C'est ton honneur de mâle qui en souffre ? Dépendre d'une faible femme ? Il n'y a pas assez de femmes dans les conseils d'administration, c'est bien connu.

Arnaud Lésineur

Alors je m'incline. De toute façon je n'ai pas le choix, et de surcroît j'ai faim. Allons dîner, je regarderai ce contrat demain. Veux-tu ?

Béatrice Lésineur

La nuit porte conseil, et je peux m'occuper de ta nuit si tu le désires...

Arnaud Lésineur

Hé, hé, hé ! Toi quand tu veux quelque chose ! (il sortent)

NOIR

ACTE II

Clarisse Lionnet

Qui fait entrer Éric

Madame vous demande de bien vouloir patienter ici une dizaine de minutes, elle n'est pas tout à fait prête. Puis-je vous servir un thé pour vous aider à patienter ?

Éric Lamy

Volontiers. C'est très gentil à vous. Vous avez un thé excellent et vous le préparez à merveille.

Clarisse Lionnet

Je vous remercie du compliment, monsieur. Je vous le sers d'ici quelques minutes.

Éric Lamy

Un instant, je vous prie. Le thé attendra bien un peu, et j'aimerais profiter de ce moment pour discuter un peu seul à seul avec vous...

Clarisse Lionnet

Monsieur a un service à me demander ? Qu'il n'hésite pas, c'est le seul à être aimable avec moi dans cette maison. Si je puis lui être agréable en quoi que ce soit, qu'il n'hésite pas.

Éric Lamy

Justement, c'est de cela que je voulais vous parler. Je suis sidéré par la manière dont l'on vous traite ici. Ils n'ont aucun respect pour vous, pour votre disponibilité, pour vos efforts. À votre place, il y a longtemps que je serais parti en claquant la porte.

Clarisse Lionnet

C'est que je ne sais pas où j'irais, monsieur. Je suis entrée chez eux à l'âge de seize ans, je n'ai fait aucune étude, je ne sais rien faire d'autre.

Éric Lamy

Racontez-moi, justement. Madame Lésineur a sous-entendu des choses sur son mari qui se serait fait une obligation de vous employer... j'avoue que cela a piqué ma curiosité. Si ce n'est pas trop indiscret...

Clarisse Lionnet

Je n'ai rien à cacher. Et puis j'ai si peu l'occasion de parler à quelqu'un... mais je vous préviens, ce n'est guère passionnant.

Éric Lamy

Allez-y, je vous écoute.

Clarisse Lionnet

Eh bien voilà. Jusqu'à l'âge de 14 ans, j'ai mené une vie tout ce qu'il y a de plus normale. Des parents ouvriers, le collège, les amis, les loisirs, comme n'importe quelle adolescente. Et puis un jour, tout à basculé...

Éric Lamy

Que s'est-il passé ?

Clarisse Lionnet

C'était un dimanche soir, je revenais du cinéma avec des amis, quand une voiture m'a fauchée sur le trottoir.

Éric Lamy

Laissez-moi deviner... monsieur Lésineur ?

Clarisse Lionnet

Le député Lésineur. Il venait de fêter sa première élection à la députation, un peu trop d'alcool dans le sang et... je me suis trouvée au mauvais endroit au mauvais moment.

Éric Lamy

Je flaire le sordide pour la suite.

Clarisse Lionnet

C'est à vous de juger. Il voulait éviter à tout prix le scandale. Sa carrière aurait été brisée nette, comme ma jambe. Il m'a emmenée chez mes parents, leur a proposé une grosse somme pour qu'ils ne portent pas plainte. Il a dit qu'il s'occuperait de moi. Il a promis de me faire soigner dans les meilleurs hôpitaux, de s'occuper de ma scolarité, de mon avenir professionnel.
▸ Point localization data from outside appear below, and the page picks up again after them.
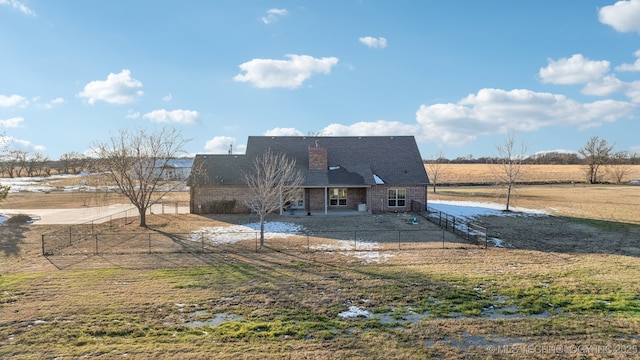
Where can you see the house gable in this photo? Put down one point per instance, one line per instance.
(364, 163)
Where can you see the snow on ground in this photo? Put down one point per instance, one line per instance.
(470, 210)
(363, 250)
(235, 233)
(355, 312)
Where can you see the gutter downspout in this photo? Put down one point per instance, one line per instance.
(326, 196)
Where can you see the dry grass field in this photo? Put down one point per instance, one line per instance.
(484, 173)
(618, 203)
(565, 287)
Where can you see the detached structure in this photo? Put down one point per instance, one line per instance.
(368, 173)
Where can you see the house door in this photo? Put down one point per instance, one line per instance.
(298, 202)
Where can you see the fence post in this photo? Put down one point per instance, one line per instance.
(486, 238)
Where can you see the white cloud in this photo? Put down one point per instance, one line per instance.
(374, 42)
(11, 123)
(622, 16)
(13, 100)
(20, 144)
(119, 88)
(173, 116)
(273, 15)
(374, 128)
(51, 104)
(132, 114)
(224, 144)
(604, 86)
(283, 132)
(574, 70)
(633, 91)
(631, 67)
(496, 111)
(269, 73)
(18, 5)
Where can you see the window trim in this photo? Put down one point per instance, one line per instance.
(340, 198)
(394, 197)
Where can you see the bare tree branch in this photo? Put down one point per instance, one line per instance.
(510, 169)
(273, 181)
(596, 153)
(136, 161)
(436, 168)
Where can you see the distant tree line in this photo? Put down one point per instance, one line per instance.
(19, 163)
(547, 158)
(597, 156)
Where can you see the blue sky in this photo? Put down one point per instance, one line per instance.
(458, 75)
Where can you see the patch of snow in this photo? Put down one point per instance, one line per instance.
(235, 233)
(469, 210)
(496, 242)
(472, 209)
(355, 312)
(364, 250)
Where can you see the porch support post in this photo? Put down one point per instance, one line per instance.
(326, 196)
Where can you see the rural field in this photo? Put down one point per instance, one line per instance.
(562, 285)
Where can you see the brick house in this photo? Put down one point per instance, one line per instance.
(367, 173)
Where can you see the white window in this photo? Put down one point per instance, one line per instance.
(338, 196)
(298, 200)
(397, 197)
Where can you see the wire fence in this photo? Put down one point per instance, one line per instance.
(153, 242)
(66, 237)
(462, 227)
(104, 236)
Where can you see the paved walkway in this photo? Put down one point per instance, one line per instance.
(72, 216)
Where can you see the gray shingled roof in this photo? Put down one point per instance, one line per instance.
(352, 160)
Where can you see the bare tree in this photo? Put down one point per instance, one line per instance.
(596, 153)
(510, 167)
(273, 181)
(620, 165)
(72, 162)
(435, 168)
(15, 162)
(4, 190)
(135, 162)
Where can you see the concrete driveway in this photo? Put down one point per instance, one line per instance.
(87, 214)
(74, 216)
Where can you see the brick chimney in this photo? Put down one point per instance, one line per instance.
(318, 158)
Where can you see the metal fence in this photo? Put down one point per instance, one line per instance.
(54, 242)
(462, 227)
(148, 242)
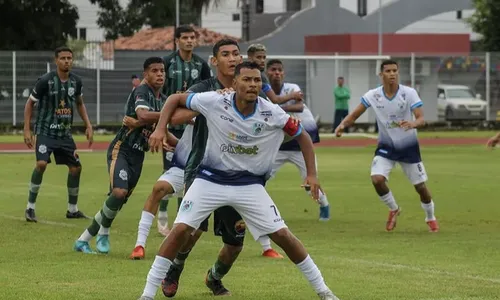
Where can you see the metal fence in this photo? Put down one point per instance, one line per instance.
(452, 87)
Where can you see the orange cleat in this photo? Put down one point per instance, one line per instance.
(433, 226)
(138, 253)
(271, 253)
(391, 220)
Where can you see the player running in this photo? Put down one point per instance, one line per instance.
(57, 94)
(240, 167)
(394, 105)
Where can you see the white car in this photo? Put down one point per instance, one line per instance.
(457, 102)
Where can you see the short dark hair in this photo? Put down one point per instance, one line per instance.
(62, 49)
(246, 65)
(386, 63)
(223, 42)
(273, 62)
(152, 60)
(183, 29)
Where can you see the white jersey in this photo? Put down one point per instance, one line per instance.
(395, 143)
(183, 148)
(240, 149)
(306, 118)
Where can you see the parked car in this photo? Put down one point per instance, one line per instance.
(458, 102)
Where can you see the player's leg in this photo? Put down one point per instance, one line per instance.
(43, 149)
(418, 177)
(297, 159)
(262, 217)
(66, 154)
(170, 182)
(380, 171)
(201, 199)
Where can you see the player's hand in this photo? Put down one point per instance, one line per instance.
(406, 125)
(312, 184)
(89, 133)
(156, 140)
(339, 130)
(28, 139)
(493, 142)
(130, 122)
Il était prêt à tout promettre pour ne pas perdre ce qu'il venait de gagner.

Éric Lamy

Et vos parents ont accepté...

Clarisse Lionnet

Oui. Le miroir aux alouettes. Mon père était usé, fatigué par son travail d'usine, il a vu l'opportunité de vivre plus douillettement. Et puisque le mal était fait pour moi, autant que ça rapporte !

Éric Lamy

Et vous leur en voulez ?

Clarisse Lionnet

Même pas. J'ai appris à pardonner. Vous savez, j'ai été abandonnée à la naissance et lorsque mes parents m'ont adoptée, j'avais déjà trois ans. Cela a dû m'endurcir.

Éric Lamy

Eh bien ! Et ensuite, que s'est-il passé ?

Clarisse Lionnet

Monsieur Lésineur a tenu ses engagements, mais à la manière d'un homme politique. La lettre, mais pas l'esprit. Il m'a fait transporter dans un pays d'Europe de l'Est pour que je puisse être opérée anonymement. Résultat, je boite à vie. Quant à mes études, elles se sont arrêtées dès mon seizième anniversaire...

Éric Lamy

Et pour ce qui concerne votre avenir professionnel, il s'en est chargé en vous employant comme domestique avec un salaire de misère. Ignoble jusqu'au bout !

Clarisse Lionnet

Voilà, vous savez tout de ma vie exaltante...

Éric Lamy

Une question, quand même. Vous n'avez pas fait d'études et pourtant, vous semblez plus intelligente, plus cultivée qu'eux. C'est quoi, votre secret ?

Clarisse Lionnet

Leur bibliothèque. J'ai trop honte de mon corps alors je ne sors pratiquement jamais. Du coup je lis énormément.

Éric Lamy

Vous savez que je vous admire, mademoiselle Clarisse. Quelque part, vous êtes belle.

Clarisse Lionnet

Vous n'avez pas le droit de vous moquer de moi !

Éric Lamy

Non, je vous assure, je suis sincère. Je ne voudrais pas vous donner de faux espoirs, mais je vais essayer de vous aider. Je ne suis pas médecin comme monsieur Lésineur, mais je suis kinésithérapeute et ostéopathe, et je connais pas mal de monde dans le milieu. Peut-être auriez-vous des radios de votre jambe à me confier, que je les montre à un ami chirurgien orthopédiste auquel je pense...

Clarisse Lionnet

Non, je n'en ai pas. Et je ne veux pas de faux espoirs non plus. Je vous laisse, j'ai du travail. (elle sort, Éric prépare ses accessoires de massage)

Béatrice Lésineur

Mon petit Éric ! Pardonnez-moi de vous avoir fait attendre, mais je voulais être belle sous vos mains si douces... vous ne m'en voulez pas, n'est-ce pas ?

Éric Lamy

Absolument pas, rassurez-vous. Cela m'a permis de préparer toutes mes petites affaires, nous pouvons commencer la séance. Si vous voulez bien vous allonger sur le canapé... (elle s'allonge)

Béatrice Lésineur

Mon corps est à vous, Éric... servez-vous, faites-moi du bien comme vous savez si bien le faire chaque jour que vous venez.

Éric Lamy

Si vous vouliez bien ne pas trop bouger, mon massage serait plus efficace...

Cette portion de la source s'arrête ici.